Proving it stays fixed
A fix you cannot regression-test is a fix with a shelf life. The environment assumption was invisible precisely because the author’s machine always had node_modules. CI had the same problem: it installed deps before running tests, so it never exercised a clean install either.
The new smoke test removes that blind spot. smoke/bootstrap-clean-install.mjs copies the shipped plugin into a scratch directory with no node_modules, launches the actual MCP artifact through the bootstrap, and drives a full disposable round trip against local mode: capture a memory, govern it, read status, verify the audit chain, then clean up. It is wired into .github/workflows/smoke.yml, so CI now boots the plugin the way a teammate does. If a future change breaks the clean-install path, the smoke goes red before the release ships. It also exercises the lock path, which is what test(plugin): harden bootstrap concurrency checks covers.
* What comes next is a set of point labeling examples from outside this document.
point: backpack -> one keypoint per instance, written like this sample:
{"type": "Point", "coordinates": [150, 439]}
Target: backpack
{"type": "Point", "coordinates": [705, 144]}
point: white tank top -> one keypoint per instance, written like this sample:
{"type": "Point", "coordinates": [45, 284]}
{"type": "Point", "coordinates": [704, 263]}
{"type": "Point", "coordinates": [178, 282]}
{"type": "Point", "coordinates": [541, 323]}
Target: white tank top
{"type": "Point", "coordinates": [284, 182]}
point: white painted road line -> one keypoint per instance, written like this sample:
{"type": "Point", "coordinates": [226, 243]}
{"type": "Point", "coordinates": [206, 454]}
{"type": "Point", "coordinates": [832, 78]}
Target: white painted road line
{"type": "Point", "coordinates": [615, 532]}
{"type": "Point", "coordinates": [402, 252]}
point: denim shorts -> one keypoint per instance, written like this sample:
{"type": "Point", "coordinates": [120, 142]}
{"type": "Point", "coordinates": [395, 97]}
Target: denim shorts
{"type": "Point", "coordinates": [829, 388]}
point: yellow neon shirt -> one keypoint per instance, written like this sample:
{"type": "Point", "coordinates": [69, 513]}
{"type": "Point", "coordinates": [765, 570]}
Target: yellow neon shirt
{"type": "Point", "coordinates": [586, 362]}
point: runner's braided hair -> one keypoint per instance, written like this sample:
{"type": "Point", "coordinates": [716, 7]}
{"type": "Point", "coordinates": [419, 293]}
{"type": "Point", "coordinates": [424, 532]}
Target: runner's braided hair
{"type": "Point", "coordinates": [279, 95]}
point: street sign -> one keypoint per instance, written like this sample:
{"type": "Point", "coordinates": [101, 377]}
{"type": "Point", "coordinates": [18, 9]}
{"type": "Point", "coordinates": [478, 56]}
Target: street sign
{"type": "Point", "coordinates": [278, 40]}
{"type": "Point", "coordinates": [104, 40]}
The general lesson, and two smaller ones
If you ship a plugin with native dependencies to any marketplace that installs by copying files, assume the install runs no build step. Provision deps yourself, at runtime, gated on a readiness check so you do nothing when there is nothing to do, and protected by a real lock because your process can start concurrently. Pin with npm ci so every install is the build you tested. Fail closed when you cannot.
Two hygiene fixes rode along in the same release, both small, both the difference between an install that reads clean to a new user and one that does not. The MCP manifest’s description had command-shaped text in it, so it got rewritten as plain prose. A description is metadata a human reads, not a script, and shell syntax in a schema field is just noise that trips linters and confuses readers. And a team-onboarding README example pointed at an invalid API URL, corrected to a valid local example, so the first thing a new team user copies actually works.
This shipped as v1.1.2. The one-line version: copying files is not installing, and a plugin that assumes otherwise works only on the machine where the files were already installed.